Rathayibacter tritici causes spike blight or gumming disease in wheat, but is not known to be present in the United States. Rathayibacter iranicus also causes a gumming disease of wheat but it has been documented only from Iran and Turkey (Putnam, 2009).

Anguina funesta was once synonymized with congeners A. agrostis and A. wevelli. There are now at least 11 valid species of Anguina, and Powers et al. (2001) provide a key to differentiate them using PCR-RFLP analysis. In addition to molecular differences, these nematodes are generally host specific.

Li et al. (2015) developed a real-time PCR which can detect Anguina funesta. Atha et al. (2015) have developed a real-time PCR which can detect R. toxicus. There is reportedly real-time PCR under development by Norman Schaad for detection of R. toxicus (Murray et al., 2014). This may be the same project as Atha et al., (2015) above. PCR-based assays for identification of Rathayibacter toxicus and the bacteriophage isolate NCPPB 3778 have also been described (Kowalski et al., 2007).

Masters et al. (2006) developed an Enzyme Linked Immunosorbent Assay (ELISA) to detect R. toxicus in feeds. This ELISA has since been improved (Masters et al., 2011) and can also be used to detect the presence of the organism in rumen contents and feces.

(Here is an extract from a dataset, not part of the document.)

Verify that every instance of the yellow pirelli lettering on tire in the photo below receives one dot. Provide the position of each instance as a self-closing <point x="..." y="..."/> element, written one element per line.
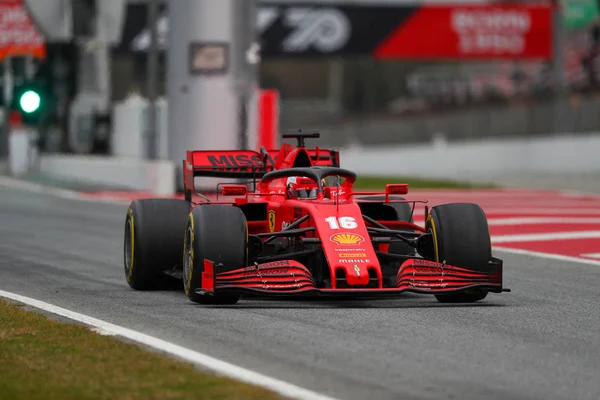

An ELISA that detects and quantifies the corynetoxins in feed has also been developed, but it is not as quick and is more costly than the ELISA for R. toxicus, and studies have shown a good correlation between the results from both ELISAs. Therefore, the ELISA for the bacterium is still the preferred test (Allen, 2012).

Note: The ELISA test is not currently commercially available.